By Michael Szabo

I’ve aspired to visit Te Hauturu-o-Toi since reading, three decades ago, that plans to transfer huia to the island failed to eventuate after the last pair captured in the lower North Island in 1893 was acquired by Walter Buller, sent to Baron Walter Rothschild in England, and died en route.

My aspiration was renewed with the publication last year of the book “Hauturu”, edited by Lyn Wade and Dick Veitch of the Trust. After reviewing it for Birds New Zealand magazine, I asked Lyn how I might visit the island. She and Dick kindly arranged for me to get a permit from Te Papa Atawhai Department of Conservation (DOC) and join a trip in January 2021 after a spare place came up.

During the calm journey out we passed increasing numbers of toanui (flesh-footed shearwaters) rako (Buller’s shearwaters) and tïtï (Cook’s petrels) and a few takahikare-moana (white-faced storm petrels), but no New Zealand storm petrels.

Arriving at Te Maraeroa Spit we found abundant korimako (bellbirds) warou (welcome swallows) and kererū and kākā flying near the ranger’s house.

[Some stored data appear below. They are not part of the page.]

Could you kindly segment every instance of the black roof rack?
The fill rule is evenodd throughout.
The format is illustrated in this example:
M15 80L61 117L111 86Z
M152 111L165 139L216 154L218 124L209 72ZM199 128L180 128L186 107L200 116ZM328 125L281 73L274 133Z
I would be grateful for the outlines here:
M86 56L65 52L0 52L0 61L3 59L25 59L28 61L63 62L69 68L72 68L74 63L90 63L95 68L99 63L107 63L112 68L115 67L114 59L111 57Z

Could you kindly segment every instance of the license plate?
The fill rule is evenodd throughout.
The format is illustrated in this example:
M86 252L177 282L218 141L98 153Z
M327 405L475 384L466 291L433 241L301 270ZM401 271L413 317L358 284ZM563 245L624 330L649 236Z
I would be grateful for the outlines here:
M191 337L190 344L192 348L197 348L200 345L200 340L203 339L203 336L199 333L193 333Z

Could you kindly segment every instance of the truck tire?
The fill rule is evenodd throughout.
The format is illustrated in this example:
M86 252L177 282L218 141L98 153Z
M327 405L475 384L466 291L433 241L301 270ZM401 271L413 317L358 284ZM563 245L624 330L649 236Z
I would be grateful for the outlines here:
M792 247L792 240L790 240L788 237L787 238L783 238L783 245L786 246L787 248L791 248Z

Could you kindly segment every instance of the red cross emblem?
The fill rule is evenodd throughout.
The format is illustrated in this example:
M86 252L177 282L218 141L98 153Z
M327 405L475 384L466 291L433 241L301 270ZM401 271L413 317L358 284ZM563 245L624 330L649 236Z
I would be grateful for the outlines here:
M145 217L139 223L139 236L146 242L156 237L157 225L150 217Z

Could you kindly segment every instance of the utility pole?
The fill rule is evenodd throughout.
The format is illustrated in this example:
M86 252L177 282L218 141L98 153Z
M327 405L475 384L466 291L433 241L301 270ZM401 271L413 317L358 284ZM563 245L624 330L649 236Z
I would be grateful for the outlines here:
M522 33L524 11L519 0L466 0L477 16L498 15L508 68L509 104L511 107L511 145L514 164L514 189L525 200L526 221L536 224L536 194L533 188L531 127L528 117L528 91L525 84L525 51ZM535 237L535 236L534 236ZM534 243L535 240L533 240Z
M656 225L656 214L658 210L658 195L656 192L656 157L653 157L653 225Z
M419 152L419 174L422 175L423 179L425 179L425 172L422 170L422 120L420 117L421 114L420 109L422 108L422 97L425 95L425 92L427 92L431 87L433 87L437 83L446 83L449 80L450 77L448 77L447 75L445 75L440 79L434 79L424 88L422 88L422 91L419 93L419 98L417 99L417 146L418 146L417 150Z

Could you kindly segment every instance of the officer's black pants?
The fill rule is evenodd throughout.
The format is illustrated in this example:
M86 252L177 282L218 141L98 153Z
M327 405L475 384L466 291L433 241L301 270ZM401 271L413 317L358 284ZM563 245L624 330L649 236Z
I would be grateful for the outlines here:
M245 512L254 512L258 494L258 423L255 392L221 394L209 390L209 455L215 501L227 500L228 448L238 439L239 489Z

Walking up the Valley Track the bush was alive with korimako and tīeke and it wasn’t long before I saw my first Hauturu hihi (stitchbird) – a sub-adult. Further on I also saw a smart adult male. As I watched him, red-crowned kākāriki chattered above and koekoea (long-tailed cuckoos) whistled from trees up the slope. A kahu drifted over the canopy causing the forest to fall silent but after a few minutes, one of the koekoea flew over the valley and a second sped off through the trees.

Feeling lucky to have seen hihi and koekoea, I set of f back to the rangers’ house. I’d only walked a few metres when I heard the rustling sound of a dark brown bird with pale brown streaks casually walking towards me – a North Island brown kiwi. I stopped and took a few photos as it probed the dry ground and crevices between tree roots, audibly snapping its long pale bill between each probing. After ten minutes, it continued up the slope and I lost sight of it.

Later on, while chatting with Dick near the house, a kōkako jumped out of a tree onto the ground in front of us, giving us sublime views of it for several minutes as it hopped around feeding before bounding off.

Seeing Hauturu’s magic birds close-up was an unforgettable experience. If you have the chance to visit I would highly recommend it.

Michael Szabo is editor of Birds New Zealand magazine.